CURWOOD: Now that the warmer weather is coming back, Commentator Tom Harris has some advice for someone dear to him who works outside.

HARRIS: You're only going to hear one side of this conversation, but if you want to listen in, that's OK. I'm talking to my son-in-law about the ozone hole. He's a roofer in California, the land of forever-sun. So he can't afford to take this subject lightly -- no pun intended. Yo, Mike -- did you put your sunblock today? Whaddya mean it's cloudy? Ultraviolet light goes right through clouds. What? You already have a good tan so only have to worry about getting sunburned? Hey, there's no such thing as a good tan. Damaged skin is just that much closer to cancerous skin. Hey, we're talking dangerous stuff here -- the worst kind is malignant melanoma. The per capita death rate for that has more than doubled in the past thirty years. You could also get less lethal but still dangerous squamous or basal cell skin cancers. Yeah, I know, you're used to running around the desert all day in only your shorts. But that was then, and this is now. We've got a lot less ozone to protect us now, and we'll have even less in the years ahead, no matter what we do about those nasty chlorofluorocarbons now. Skin experts expect a ten percent increase in ultraviolet radiation, and the Environmental Protection Agency warns that there could be 200, 000 more deaths from skin cancer over the next 50 years. And that's a very conservative estimate. You know I love you, but it's -- well, it's more than that. I love my daughter Lynette and the kids too, and I'd like to know you're going to be around to look after them long after I'm gone. I know it doesn't hurt now -- I know you can't see any of those funny little sores now -- this stuff takes decades to show up and if you don't catch it in time, you won't catch it, period. The sky isn't falling, but it sure is getting thinner. No, it isn't hopeless, there are lots of things you can do. I'm worried about you up on those roofs with no shirt, no sunblock, no hat, no ultraviolet-blocking sunglasses. Keep a life, OK? Limit exposure between 10 AM and 3 PM, when the sun's rays are strongest. It's too hot to work outside then, anyway. Start earlier, work later, a longer lunch break. Now, you just can't put the sunblock on once and forget about it.

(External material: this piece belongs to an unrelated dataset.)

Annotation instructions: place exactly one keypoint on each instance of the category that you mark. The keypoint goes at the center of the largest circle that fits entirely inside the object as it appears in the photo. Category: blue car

Use #15 or higher, in your case, a lot higher. And put it on again in the afternoon, and keep your skin covered, too. I know it's hot -- you could wear tightly-woven clothes and wet them down; that'll keep you cool. You will? Hey, thanks, son -- love ya. 'Bye now.

CURWOOD: Author and journalist Tom Harris is a commentator for Living on Earth. He live in Rancho Cordova, California.